CRC Research Data Facility
CRC Research Data Facility
To accommodate our research community’s growing need to store large datasets and facilitate collaboration among research groups, the Center for Research Computing has made available a variety of services collectively known as the Research Data Facility (RDF). The RDF consists of a combination of cloud-based and on-premises storage services that are robust and secure, flexible enough to meet a wide range of use cases, and scalable to meet future data storage needs.
The RDF is designed to securely accommodate non-regulated data. If your data requires additional security precautions to ensure regulatory compliance, please contact the CRC to discuss your requirements.

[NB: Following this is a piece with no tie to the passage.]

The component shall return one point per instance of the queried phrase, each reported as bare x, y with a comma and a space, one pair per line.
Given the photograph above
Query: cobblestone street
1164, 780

Many researchers require a secure data archive or collaborative space where datasets can be shared easily with colleagues both inside and outside of Rice, but there is not a need for direct, real-time access to the data from software applications. The Rice Box service is designed to meet those requirements. Rice Box is:
- A cloud storage solution based inside the US
- Accessible via your Rice NetID and password
- Allows files/folders to be easily shared to Rice colleagues
- Allows links to files to be sent to external collaborators' email addresses
- Supports FTP bulk data transfer
Currently, limited to commercial internet speeds – the CRC recommends consulting with us about integrating cloud storage solutions into workflows or archiving practices that involve large-scale datasets
- Can be synchronized to local folders
- Limited storage and usage must be manually managed (Quota information https://kb.rice.edu/70762)
To get started, visit Getting Started with Rice Box for more details
Some research workflows may require more interactive, larger scale network storage that can be accessed in real-time by users and applications. For these use cases, the CRC can allocate network shares from our Isilon storage appliance to faculty researchers, with a 500GB subsidized allocation and cost recovery for additional utilization beyond the 500GB limit. Dell EMC/Isilon is:
- Dell/EMC clustered storage appliance
- Highly redundant, can tolerate multiple disk failures/head failures without data loss
(See our note on disaster recovery and backup services below)
- On-premises, managed by CRC
- Authenticated using your Rice NetID
- Mapped to your client computers as a shared network drive
- Real-time, shared access to data
- Please note: RDF Isilon is suitable for workstations or laptops which need access to an interactive, shared storage area for research data. It is not intended for high performance workloads, use on multiuser systems or servers, or in support of server infrastructure.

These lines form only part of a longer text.